Religion and Journalismlocked

Religion and Journalismlocked

  • Gregory PerreaultGregory PerreaultDepartment of Communication, Appalachian State University

Summary

The analysis of journalism and religion emerges from two different research paradigms: a post-positivist and a culturalist. The primary debate in the field stems from the two paradigmatic orientations.

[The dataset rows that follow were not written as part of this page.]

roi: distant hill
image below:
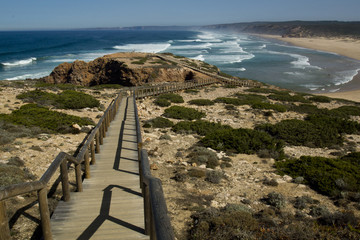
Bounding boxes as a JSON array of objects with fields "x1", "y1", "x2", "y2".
[{"x1": 202, "y1": 21, "x2": 360, "y2": 38}]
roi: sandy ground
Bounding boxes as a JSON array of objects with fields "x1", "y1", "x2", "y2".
[{"x1": 259, "y1": 34, "x2": 360, "y2": 61}]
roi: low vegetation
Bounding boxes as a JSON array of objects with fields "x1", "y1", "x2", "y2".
[
  {"x1": 17, "y1": 90, "x2": 100, "y2": 109},
  {"x1": 0, "y1": 104, "x2": 94, "y2": 133},
  {"x1": 201, "y1": 128, "x2": 284, "y2": 158},
  {"x1": 188, "y1": 99, "x2": 214, "y2": 106},
  {"x1": 268, "y1": 92, "x2": 311, "y2": 103},
  {"x1": 154, "y1": 93, "x2": 184, "y2": 107},
  {"x1": 256, "y1": 114, "x2": 360, "y2": 148},
  {"x1": 276, "y1": 153, "x2": 360, "y2": 200},
  {"x1": 143, "y1": 117, "x2": 174, "y2": 128},
  {"x1": 163, "y1": 106, "x2": 205, "y2": 120}
]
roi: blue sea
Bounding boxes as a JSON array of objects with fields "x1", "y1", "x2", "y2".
[{"x1": 1, "y1": 30, "x2": 360, "y2": 93}]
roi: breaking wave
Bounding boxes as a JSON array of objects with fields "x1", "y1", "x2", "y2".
[{"x1": 1, "y1": 57, "x2": 37, "y2": 67}]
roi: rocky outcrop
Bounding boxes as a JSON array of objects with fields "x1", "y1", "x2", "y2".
[{"x1": 42, "y1": 53, "x2": 207, "y2": 86}]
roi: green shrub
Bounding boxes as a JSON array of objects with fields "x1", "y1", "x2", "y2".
[
  {"x1": 276, "y1": 154, "x2": 360, "y2": 199},
  {"x1": 156, "y1": 93, "x2": 184, "y2": 103},
  {"x1": 251, "y1": 102, "x2": 287, "y2": 112},
  {"x1": 154, "y1": 98, "x2": 171, "y2": 107},
  {"x1": 163, "y1": 106, "x2": 205, "y2": 120},
  {"x1": 214, "y1": 97, "x2": 245, "y2": 106},
  {"x1": 309, "y1": 95, "x2": 332, "y2": 103},
  {"x1": 288, "y1": 104, "x2": 321, "y2": 114},
  {"x1": 331, "y1": 105, "x2": 360, "y2": 117},
  {"x1": 143, "y1": 117, "x2": 173, "y2": 128},
  {"x1": 187, "y1": 146, "x2": 219, "y2": 169},
  {"x1": 245, "y1": 87, "x2": 287, "y2": 94},
  {"x1": 257, "y1": 114, "x2": 360, "y2": 148},
  {"x1": 219, "y1": 71, "x2": 234, "y2": 78},
  {"x1": 17, "y1": 90, "x2": 58, "y2": 106},
  {"x1": 201, "y1": 128, "x2": 283, "y2": 157},
  {"x1": 17, "y1": 90, "x2": 100, "y2": 109},
  {"x1": 262, "y1": 192, "x2": 286, "y2": 209},
  {"x1": 0, "y1": 104, "x2": 94, "y2": 133},
  {"x1": 268, "y1": 93, "x2": 310, "y2": 103},
  {"x1": 131, "y1": 56, "x2": 148, "y2": 64},
  {"x1": 0, "y1": 164, "x2": 36, "y2": 187},
  {"x1": 206, "y1": 170, "x2": 224, "y2": 184},
  {"x1": 184, "y1": 89, "x2": 200, "y2": 94},
  {"x1": 57, "y1": 90, "x2": 100, "y2": 109},
  {"x1": 172, "y1": 120, "x2": 232, "y2": 136},
  {"x1": 188, "y1": 99, "x2": 214, "y2": 106},
  {"x1": 188, "y1": 206, "x2": 258, "y2": 240},
  {"x1": 235, "y1": 93, "x2": 268, "y2": 102}
]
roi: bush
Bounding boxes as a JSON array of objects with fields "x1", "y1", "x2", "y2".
[
  {"x1": 275, "y1": 154, "x2": 360, "y2": 198},
  {"x1": 188, "y1": 99, "x2": 214, "y2": 106},
  {"x1": 235, "y1": 93, "x2": 268, "y2": 102},
  {"x1": 187, "y1": 147, "x2": 219, "y2": 169},
  {"x1": 214, "y1": 97, "x2": 244, "y2": 105},
  {"x1": 0, "y1": 104, "x2": 94, "y2": 133},
  {"x1": 57, "y1": 90, "x2": 100, "y2": 109},
  {"x1": 206, "y1": 170, "x2": 224, "y2": 184},
  {"x1": 154, "y1": 98, "x2": 171, "y2": 107},
  {"x1": 143, "y1": 117, "x2": 173, "y2": 128},
  {"x1": 188, "y1": 206, "x2": 258, "y2": 240},
  {"x1": 157, "y1": 93, "x2": 184, "y2": 103},
  {"x1": 245, "y1": 87, "x2": 287, "y2": 94},
  {"x1": 184, "y1": 89, "x2": 200, "y2": 94},
  {"x1": 17, "y1": 90, "x2": 100, "y2": 109},
  {"x1": 0, "y1": 164, "x2": 36, "y2": 187},
  {"x1": 256, "y1": 114, "x2": 360, "y2": 148},
  {"x1": 309, "y1": 95, "x2": 332, "y2": 103},
  {"x1": 268, "y1": 93, "x2": 310, "y2": 103},
  {"x1": 163, "y1": 106, "x2": 205, "y2": 120},
  {"x1": 262, "y1": 192, "x2": 286, "y2": 209},
  {"x1": 251, "y1": 102, "x2": 287, "y2": 112},
  {"x1": 172, "y1": 120, "x2": 231, "y2": 136},
  {"x1": 200, "y1": 128, "x2": 284, "y2": 157},
  {"x1": 288, "y1": 104, "x2": 320, "y2": 114}
]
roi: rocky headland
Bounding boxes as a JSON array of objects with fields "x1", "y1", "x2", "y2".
[{"x1": 41, "y1": 52, "x2": 215, "y2": 86}]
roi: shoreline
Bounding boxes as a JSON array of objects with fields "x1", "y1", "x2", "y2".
[{"x1": 257, "y1": 34, "x2": 360, "y2": 102}]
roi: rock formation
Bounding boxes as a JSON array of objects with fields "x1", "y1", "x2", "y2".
[{"x1": 41, "y1": 52, "x2": 210, "y2": 86}]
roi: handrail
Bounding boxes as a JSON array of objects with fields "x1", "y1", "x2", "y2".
[
  {"x1": 0, "y1": 72, "x2": 246, "y2": 239},
  {"x1": 0, "y1": 91, "x2": 123, "y2": 240},
  {"x1": 133, "y1": 93, "x2": 175, "y2": 240}
]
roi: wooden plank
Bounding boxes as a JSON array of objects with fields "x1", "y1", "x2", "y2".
[{"x1": 51, "y1": 96, "x2": 149, "y2": 240}]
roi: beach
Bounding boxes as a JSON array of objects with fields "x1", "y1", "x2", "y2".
[{"x1": 259, "y1": 34, "x2": 360, "y2": 102}]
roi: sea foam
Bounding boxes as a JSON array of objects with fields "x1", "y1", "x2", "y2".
[
  {"x1": 1, "y1": 57, "x2": 37, "y2": 67},
  {"x1": 5, "y1": 71, "x2": 49, "y2": 80},
  {"x1": 113, "y1": 43, "x2": 171, "y2": 53},
  {"x1": 333, "y1": 68, "x2": 360, "y2": 86}
]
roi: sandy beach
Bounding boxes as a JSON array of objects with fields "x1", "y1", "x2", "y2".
[{"x1": 258, "y1": 34, "x2": 360, "y2": 102}]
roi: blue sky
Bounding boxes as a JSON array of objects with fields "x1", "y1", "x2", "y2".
[{"x1": 0, "y1": 0, "x2": 359, "y2": 30}]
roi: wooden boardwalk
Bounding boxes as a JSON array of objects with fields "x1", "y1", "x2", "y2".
[{"x1": 50, "y1": 96, "x2": 149, "y2": 240}]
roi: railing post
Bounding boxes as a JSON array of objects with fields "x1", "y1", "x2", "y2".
[
  {"x1": 90, "y1": 139, "x2": 96, "y2": 165},
  {"x1": 143, "y1": 183, "x2": 151, "y2": 236},
  {"x1": 0, "y1": 200, "x2": 11, "y2": 240},
  {"x1": 99, "y1": 126, "x2": 104, "y2": 145},
  {"x1": 60, "y1": 160, "x2": 70, "y2": 202},
  {"x1": 75, "y1": 163, "x2": 83, "y2": 192},
  {"x1": 84, "y1": 150, "x2": 90, "y2": 179},
  {"x1": 38, "y1": 187, "x2": 52, "y2": 240},
  {"x1": 95, "y1": 132, "x2": 100, "y2": 152}
]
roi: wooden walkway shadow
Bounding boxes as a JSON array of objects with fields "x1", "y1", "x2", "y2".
[{"x1": 50, "y1": 96, "x2": 149, "y2": 240}]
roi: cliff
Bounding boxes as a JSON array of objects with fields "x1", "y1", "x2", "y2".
[
  {"x1": 202, "y1": 21, "x2": 360, "y2": 39},
  {"x1": 42, "y1": 52, "x2": 213, "y2": 86}
]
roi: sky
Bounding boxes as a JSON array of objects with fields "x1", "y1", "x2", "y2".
[{"x1": 0, "y1": 0, "x2": 359, "y2": 30}]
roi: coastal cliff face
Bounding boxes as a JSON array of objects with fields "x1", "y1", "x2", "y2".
[
  {"x1": 203, "y1": 21, "x2": 360, "y2": 39},
  {"x1": 42, "y1": 53, "x2": 208, "y2": 86}
]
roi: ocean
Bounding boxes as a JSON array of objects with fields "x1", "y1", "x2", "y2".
[{"x1": 1, "y1": 29, "x2": 360, "y2": 93}]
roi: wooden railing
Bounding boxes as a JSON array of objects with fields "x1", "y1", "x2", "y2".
[
  {"x1": 0, "y1": 76, "x2": 241, "y2": 239},
  {"x1": 0, "y1": 92, "x2": 123, "y2": 240},
  {"x1": 133, "y1": 94, "x2": 175, "y2": 240},
  {"x1": 155, "y1": 54, "x2": 263, "y2": 88},
  {"x1": 133, "y1": 79, "x2": 218, "y2": 98}
]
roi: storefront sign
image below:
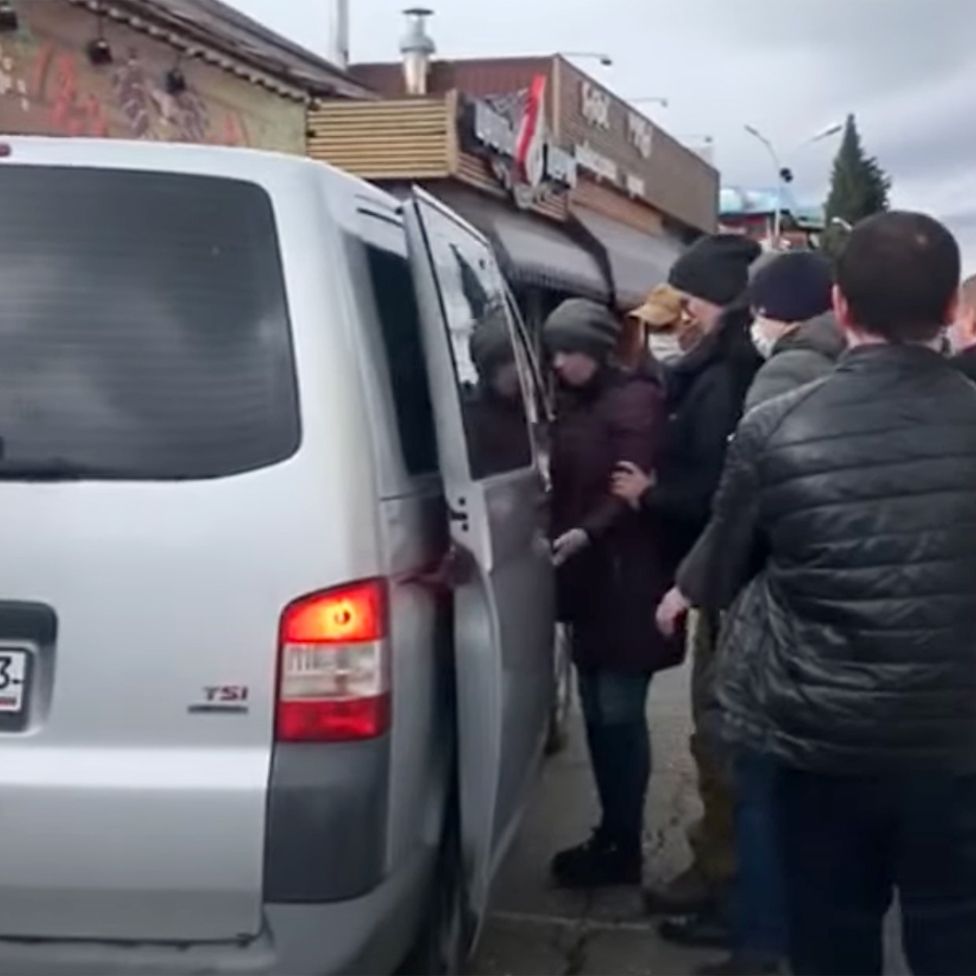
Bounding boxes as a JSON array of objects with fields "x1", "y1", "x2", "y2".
[
  {"x1": 465, "y1": 82, "x2": 577, "y2": 207},
  {"x1": 473, "y1": 99, "x2": 516, "y2": 156},
  {"x1": 575, "y1": 141, "x2": 618, "y2": 182},
  {"x1": 580, "y1": 80, "x2": 611, "y2": 130},
  {"x1": 555, "y1": 58, "x2": 718, "y2": 231}
]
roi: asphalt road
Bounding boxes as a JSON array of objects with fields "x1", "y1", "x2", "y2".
[{"x1": 471, "y1": 660, "x2": 908, "y2": 976}]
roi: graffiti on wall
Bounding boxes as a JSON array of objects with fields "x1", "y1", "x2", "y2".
[{"x1": 0, "y1": 1, "x2": 304, "y2": 152}]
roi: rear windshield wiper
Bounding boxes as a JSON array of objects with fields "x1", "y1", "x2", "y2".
[{"x1": 0, "y1": 458, "x2": 132, "y2": 481}]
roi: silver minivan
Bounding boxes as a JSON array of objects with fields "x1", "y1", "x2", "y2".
[{"x1": 0, "y1": 137, "x2": 556, "y2": 975}]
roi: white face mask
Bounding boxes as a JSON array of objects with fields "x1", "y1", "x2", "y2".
[
  {"x1": 750, "y1": 317, "x2": 781, "y2": 360},
  {"x1": 648, "y1": 332, "x2": 684, "y2": 363}
]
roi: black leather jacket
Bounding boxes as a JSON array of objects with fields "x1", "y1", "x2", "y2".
[{"x1": 685, "y1": 344, "x2": 976, "y2": 774}]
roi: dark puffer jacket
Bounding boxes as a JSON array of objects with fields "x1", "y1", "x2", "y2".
[
  {"x1": 641, "y1": 303, "x2": 761, "y2": 573},
  {"x1": 552, "y1": 366, "x2": 684, "y2": 673},
  {"x1": 955, "y1": 346, "x2": 976, "y2": 383},
  {"x1": 683, "y1": 344, "x2": 976, "y2": 774}
]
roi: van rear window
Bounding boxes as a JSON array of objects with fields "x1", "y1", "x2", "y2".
[{"x1": 0, "y1": 165, "x2": 299, "y2": 480}]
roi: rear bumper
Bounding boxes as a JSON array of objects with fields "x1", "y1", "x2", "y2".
[{"x1": 0, "y1": 845, "x2": 436, "y2": 976}]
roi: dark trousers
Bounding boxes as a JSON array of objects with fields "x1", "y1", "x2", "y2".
[
  {"x1": 733, "y1": 752, "x2": 787, "y2": 958},
  {"x1": 778, "y1": 766, "x2": 976, "y2": 976},
  {"x1": 577, "y1": 668, "x2": 652, "y2": 848}
]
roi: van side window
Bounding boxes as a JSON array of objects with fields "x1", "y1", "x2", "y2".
[
  {"x1": 421, "y1": 227, "x2": 533, "y2": 480},
  {"x1": 363, "y1": 244, "x2": 439, "y2": 476}
]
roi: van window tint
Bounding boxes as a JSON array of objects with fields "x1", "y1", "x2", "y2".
[
  {"x1": 420, "y1": 217, "x2": 532, "y2": 479},
  {"x1": 0, "y1": 165, "x2": 299, "y2": 480},
  {"x1": 363, "y1": 244, "x2": 439, "y2": 476}
]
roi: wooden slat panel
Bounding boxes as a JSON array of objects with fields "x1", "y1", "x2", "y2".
[{"x1": 306, "y1": 98, "x2": 451, "y2": 179}]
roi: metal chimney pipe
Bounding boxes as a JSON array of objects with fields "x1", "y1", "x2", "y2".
[
  {"x1": 326, "y1": 0, "x2": 350, "y2": 69},
  {"x1": 400, "y1": 8, "x2": 435, "y2": 95}
]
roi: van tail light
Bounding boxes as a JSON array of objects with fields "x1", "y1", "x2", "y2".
[{"x1": 276, "y1": 580, "x2": 390, "y2": 743}]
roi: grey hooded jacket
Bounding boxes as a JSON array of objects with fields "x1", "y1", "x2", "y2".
[{"x1": 743, "y1": 312, "x2": 846, "y2": 413}]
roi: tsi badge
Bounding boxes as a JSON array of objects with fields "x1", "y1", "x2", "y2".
[{"x1": 189, "y1": 685, "x2": 250, "y2": 715}]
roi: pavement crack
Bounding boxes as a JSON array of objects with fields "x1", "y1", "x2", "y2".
[
  {"x1": 561, "y1": 892, "x2": 594, "y2": 976},
  {"x1": 562, "y1": 924, "x2": 590, "y2": 976}
]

Post-positivist journalism and religion research argues that religious topics are already complex and so by simplifying, researchers can help explain the topic for broader consumption. Yet culturalist journalism and religion research argues that there is little to be gained from attempting to simplify religion in this way—it is better to represent religion as it is, rather than to make it palatable. The topic developed in the 1980s largely as a result of contributions from Edward Said, Judith Buddenbaum, Stewart Hoover, Mark Silk, and David Nord. Three primary approaches have become dominant. In effects-oriented research, religion serves as a variable in helping explain a phenomenon. In the culturalist approach, the journalism and religion phenomenon is examined through the lens of structure and agency—the power relations integral to the phenomenon. Finally, in the literary criticism approach, religion is examined as the phenomenon being represented in journalism. As paradigms would indicate, the post-positivist paradigm is most interested in predicting the religious representations and the culturalist paradigm is most interested in understanding the representations. Broadly, this subfield is situated within the larger umbrella of journalism and minority concerns. Implicit in this research is Said’s orientalism, a theoretical tradition that emphasizes the “othering” of minority groups, making them appear as if they are in need of being “oriented” to fit ideas of what is normal and acceptable within a society. It similarly builds on Gramsci’s hegemony, which conversely examines how a society proliferates ideas of that which is normal and acceptable practice.